Now the next step was to avoid hitting the ground.

  Some suits had a parachute. Mine was designed for space combat and exploration, so instead I had a tiny oxygen-based jetpack strapped to my back. It had enough fuel to last me for a minute or so; not enough to fly around like a superhero, but long enough to help me stop a freefall.

  “You should count twenty more seconds before activating the jetpack,” Francis’ voice blared inside my helmet. “Since Earth’s gravity is a bit lower than on most planets we’ve worked on.”

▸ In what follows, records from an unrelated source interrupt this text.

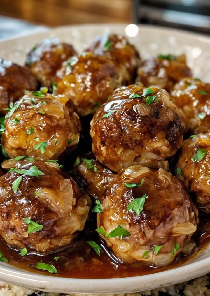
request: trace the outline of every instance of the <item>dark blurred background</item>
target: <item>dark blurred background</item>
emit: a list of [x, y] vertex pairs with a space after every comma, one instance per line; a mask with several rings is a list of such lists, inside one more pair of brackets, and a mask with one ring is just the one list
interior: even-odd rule
[[43, 29], [40, 26], [103, 22], [209, 34], [210, 0], [0, 0], [0, 38]]

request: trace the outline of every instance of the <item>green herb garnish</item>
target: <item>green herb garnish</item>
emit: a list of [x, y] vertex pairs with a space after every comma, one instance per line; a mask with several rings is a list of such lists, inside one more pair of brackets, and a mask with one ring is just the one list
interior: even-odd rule
[[56, 82], [53, 82], [52, 83], [52, 94], [54, 96], [57, 94], [57, 84]]
[[47, 143], [45, 141], [44, 142], [40, 142], [39, 144], [35, 145], [33, 146], [34, 150], [38, 150], [39, 149], [40, 152], [42, 154], [44, 153], [45, 151], [45, 149], [47, 146]]
[[179, 249], [179, 246], [177, 243], [176, 243], [173, 250], [171, 254], [171, 258], [172, 258], [174, 256], [176, 253], [177, 252]]
[[38, 96], [39, 98], [41, 98], [43, 96], [44, 96], [44, 94], [42, 93], [40, 91], [32, 91], [32, 94], [33, 96]]
[[199, 149], [198, 150], [194, 156], [191, 158], [191, 160], [193, 163], [196, 161], [198, 162], [203, 158], [206, 153], [204, 149]]
[[170, 61], [175, 61], [177, 59], [176, 57], [175, 56], [172, 55], [171, 54], [159, 54], [158, 56], [158, 58], [160, 59], [168, 59]]
[[143, 206], [146, 197], [146, 193], [145, 193], [141, 197], [135, 199], [127, 206], [126, 208], [127, 210], [130, 212], [134, 211], [137, 216], [139, 216], [140, 213], [143, 209]]
[[31, 135], [31, 134], [33, 133], [34, 132], [34, 130], [32, 126], [31, 126], [30, 129], [27, 130], [26, 131], [26, 133], [28, 135]]
[[124, 235], [130, 235], [131, 234], [126, 229], [124, 228], [120, 225], [118, 225], [115, 229], [110, 231], [108, 234], [106, 234], [105, 236], [106, 237], [119, 237], [119, 238], [121, 240]]
[[100, 233], [102, 235], [103, 235], [104, 237], [106, 235], [106, 234], [105, 232], [104, 231], [104, 229], [103, 228], [102, 226], [101, 226], [99, 228], [97, 228], [97, 229], [95, 229], [95, 230], [96, 231], [97, 231], [97, 232], [99, 233]]
[[[82, 158], [82, 160], [85, 163], [87, 168], [88, 170], [90, 170], [92, 168], [94, 168], [94, 171], [95, 173], [96, 172], [97, 168], [95, 165], [93, 164], [92, 163], [94, 161], [94, 159], [87, 159], [86, 158]], [[95, 169], [95, 168], [96, 170]]]
[[14, 193], [17, 193], [19, 185], [20, 184], [22, 179], [23, 176], [20, 176], [16, 179], [15, 181], [12, 183], [12, 188]]
[[99, 256], [100, 256], [100, 250], [101, 249], [101, 248], [100, 246], [99, 246], [95, 242], [94, 242], [93, 241], [88, 241], [87, 242], [88, 243], [89, 246], [90, 246], [93, 249], [95, 250], [97, 254]]
[[22, 256], [24, 256], [26, 255], [27, 253], [27, 249], [25, 247], [21, 249], [20, 250], [20, 255]]
[[102, 213], [102, 205], [100, 200], [96, 200], [95, 203], [96, 205], [92, 210], [92, 212], [93, 213], [94, 212], [96, 212], [97, 213]]
[[134, 187], [140, 187], [142, 186], [144, 182], [144, 179], [142, 179], [140, 184], [137, 184], [135, 183], [124, 183], [124, 184], [128, 188], [133, 188]]
[[148, 251], [145, 251], [142, 256], [142, 258], [143, 259], [144, 258], [145, 258], [145, 257], [146, 257], [150, 251], [151, 250], [148, 250]]
[[7, 258], [4, 257], [1, 252], [0, 252], [0, 261], [2, 261], [2, 262], [8, 262], [8, 260]]
[[177, 175], [181, 175], [181, 168], [180, 167], [178, 167], [177, 168]]
[[32, 232], [36, 232], [37, 231], [39, 231], [43, 227], [43, 225], [40, 225], [36, 222], [31, 220], [31, 218], [23, 218], [23, 219], [27, 224], [28, 225], [27, 231], [27, 233], [31, 233]]
[[25, 175], [27, 176], [34, 176], [35, 177], [39, 177], [39, 175], [45, 175], [41, 170], [37, 168], [36, 165], [33, 165], [31, 167], [29, 170], [25, 170], [24, 169], [15, 168], [12, 168], [9, 170], [9, 172], [16, 172], [18, 174], [21, 175]]
[[207, 94], [207, 93], [206, 93], [206, 91], [204, 91], [203, 89], [199, 89], [198, 91], [198, 92], [199, 94]]
[[151, 94], [152, 93], [154, 92], [155, 91], [153, 91], [151, 89], [150, 87], [148, 87], [147, 88], [145, 89], [143, 91], [143, 94], [142, 95], [142, 96], [146, 96], [149, 94]]
[[43, 263], [42, 262], [38, 262], [37, 265], [35, 266], [36, 268], [42, 270], [46, 270], [51, 274], [57, 274], [57, 271], [53, 265], [51, 265], [47, 263]]
[[154, 254], [156, 256], [158, 255], [158, 252], [159, 252], [160, 250], [163, 247], [163, 245], [162, 246], [156, 246], [155, 248], [155, 251], [154, 251]]
[[203, 119], [206, 117], [206, 113], [204, 113], [204, 112], [201, 112], [200, 113], [198, 113], [198, 117], [199, 117], [199, 118], [201, 119], [201, 120], [203, 120]]

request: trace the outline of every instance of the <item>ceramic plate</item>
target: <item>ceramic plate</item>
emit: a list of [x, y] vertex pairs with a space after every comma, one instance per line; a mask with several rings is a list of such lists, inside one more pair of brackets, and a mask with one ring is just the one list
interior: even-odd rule
[[[53, 30], [0, 42], [0, 57], [23, 64], [26, 53], [36, 43], [49, 37], [72, 43], [81, 52], [97, 36], [104, 33], [131, 35], [134, 32], [125, 24], [100, 24], [60, 27]], [[210, 38], [158, 27], [140, 25], [138, 32], [128, 36], [141, 57], [161, 53], [185, 53], [194, 77], [210, 81]], [[133, 35], [134, 34], [133, 34]], [[134, 292], [168, 286], [210, 271], [210, 247], [206, 247], [193, 260], [181, 266], [157, 273], [121, 279], [67, 278], [25, 271], [1, 262], [0, 279], [11, 284], [43, 291], [63, 293], [116, 293]]]

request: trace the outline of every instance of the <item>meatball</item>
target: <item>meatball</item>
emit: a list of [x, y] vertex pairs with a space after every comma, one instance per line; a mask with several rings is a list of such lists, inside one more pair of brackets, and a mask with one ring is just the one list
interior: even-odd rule
[[157, 86], [169, 91], [182, 78], [191, 77], [184, 55], [175, 57], [160, 55], [143, 62], [137, 71], [137, 81], [145, 86]]
[[167, 169], [182, 142], [183, 127], [168, 94], [131, 85], [116, 90], [91, 123], [92, 149], [110, 169], [135, 164]]
[[66, 95], [83, 116], [94, 113], [115, 89], [129, 79], [123, 66], [107, 57], [94, 56], [91, 53], [80, 57], [70, 71], [58, 83], [57, 93]]
[[0, 178], [1, 236], [40, 253], [69, 245], [88, 218], [89, 200], [55, 163], [38, 161]]
[[80, 122], [65, 96], [29, 93], [6, 115], [2, 142], [11, 158], [57, 160], [75, 147]]
[[97, 160], [79, 157], [76, 160], [73, 173], [80, 188], [96, 199], [103, 193], [116, 174]]
[[61, 43], [57, 38], [45, 39], [31, 49], [25, 65], [42, 86], [50, 87], [57, 71], [68, 59], [77, 55], [70, 44]]
[[196, 231], [198, 211], [181, 182], [163, 169], [135, 165], [101, 198], [97, 230], [123, 261], [166, 265]]
[[26, 67], [11, 61], [0, 59], [0, 113], [12, 105], [23, 95], [26, 90], [36, 91], [37, 84], [34, 77]]
[[97, 38], [86, 50], [96, 55], [104, 55], [125, 66], [131, 76], [136, 75], [140, 61], [139, 53], [124, 36], [115, 34]]
[[184, 78], [175, 86], [171, 94], [182, 115], [185, 132], [210, 132], [209, 83]]
[[210, 134], [184, 141], [176, 165], [177, 177], [195, 195], [198, 206], [210, 213]]

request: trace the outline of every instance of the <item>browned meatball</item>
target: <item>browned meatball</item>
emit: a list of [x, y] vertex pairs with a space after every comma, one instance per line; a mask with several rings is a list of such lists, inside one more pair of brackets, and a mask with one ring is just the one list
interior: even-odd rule
[[50, 87], [57, 71], [68, 59], [77, 55], [70, 44], [61, 43], [57, 38], [45, 39], [31, 49], [25, 64], [42, 86]]
[[97, 112], [90, 134], [98, 160], [119, 172], [135, 164], [167, 168], [166, 159], [181, 146], [182, 131], [165, 91], [132, 85], [116, 90]]
[[57, 160], [72, 151], [81, 126], [78, 115], [66, 105], [68, 100], [65, 96], [35, 92], [17, 102], [6, 115], [2, 133], [9, 157]]
[[182, 78], [192, 76], [184, 55], [177, 57], [161, 55], [151, 57], [142, 62], [137, 74], [137, 80], [145, 86], [157, 86], [167, 91]]
[[26, 90], [36, 91], [35, 77], [26, 67], [0, 59], [0, 112], [23, 96]]
[[184, 141], [176, 166], [178, 178], [195, 194], [198, 206], [210, 213], [210, 134]]
[[167, 265], [196, 229], [197, 210], [181, 182], [163, 169], [128, 168], [100, 199], [97, 231], [125, 262]]
[[209, 83], [185, 78], [175, 86], [171, 94], [182, 115], [185, 132], [210, 132]]
[[94, 159], [78, 157], [75, 164], [73, 173], [80, 187], [84, 181], [85, 192], [99, 198], [116, 174]]
[[129, 79], [123, 66], [107, 57], [94, 56], [91, 53], [80, 57], [70, 71], [58, 84], [57, 93], [66, 95], [82, 116], [94, 113], [115, 89]]
[[136, 75], [140, 64], [139, 53], [124, 36], [112, 34], [100, 36], [86, 51], [92, 52], [96, 55], [106, 56], [124, 65], [132, 77]]
[[34, 162], [0, 178], [0, 235], [15, 248], [57, 250], [83, 229], [89, 202], [56, 164]]

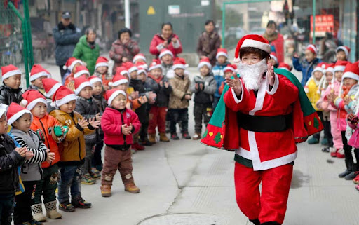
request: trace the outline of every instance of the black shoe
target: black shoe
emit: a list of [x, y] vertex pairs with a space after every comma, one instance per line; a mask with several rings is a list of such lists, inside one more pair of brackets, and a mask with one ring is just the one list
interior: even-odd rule
[[349, 170], [348, 169], [345, 170], [344, 172], [343, 172], [342, 173], [339, 173], [339, 175], [338, 175], [340, 178], [343, 178], [345, 176], [349, 175], [350, 173], [351, 172], [351, 170]]

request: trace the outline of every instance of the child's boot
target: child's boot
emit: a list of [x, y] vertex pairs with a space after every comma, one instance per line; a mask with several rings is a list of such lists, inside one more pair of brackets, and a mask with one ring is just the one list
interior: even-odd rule
[[49, 202], [45, 204], [45, 209], [46, 210], [46, 217], [52, 219], [60, 219], [62, 216], [56, 210], [56, 201]]
[[42, 205], [41, 204], [35, 204], [31, 206], [32, 210], [32, 214], [34, 219], [39, 222], [44, 222], [46, 221], [46, 217], [42, 213]]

  “Yeah, I figured.” I told him.

  After twenty seconds had passed (and the ground was now even closer to my poor legs), I activated the jet streams. At first, I set it at minimal power, not even close to enough to stop my fall.

  This was key. Gravity and acceleration were both real parts of Rune, and if you paid no attention to them, they could easily kill you. For example, you could find a couple thousand videos of people trying to stop their fall just a foot or two from the ground and try to do a superhero landing where they smashed their fist against the ground. When they tried that, their powered-suits nailed the superhero landing alright, but the meaty bits inside were reduced to a pulpy soup inside a skin sock. It was really fun to see, and not fun at all to feel happening to you, even with Rune’s fake pain.

  So I gradually added more and more power to my jetpack, carefully fighting gravity’s pull while monitoring my body’s limits in the fight between the opposing forces. It was still enough to compress my neck and vertebra and make me clench my jaw so tight it felt like my molars would crack from the pressure.

  Slow and steady, Dorsett, slow and steady…

  I was only ten feet from smacking into the ground when I was finally able to halt my fall and lay motionless in mid-air for a brief instant. The weight pushing down on my back and shoulders relaxed. Then it was only a matter of doing a controlled fall by slowly reducing the strength of the jet.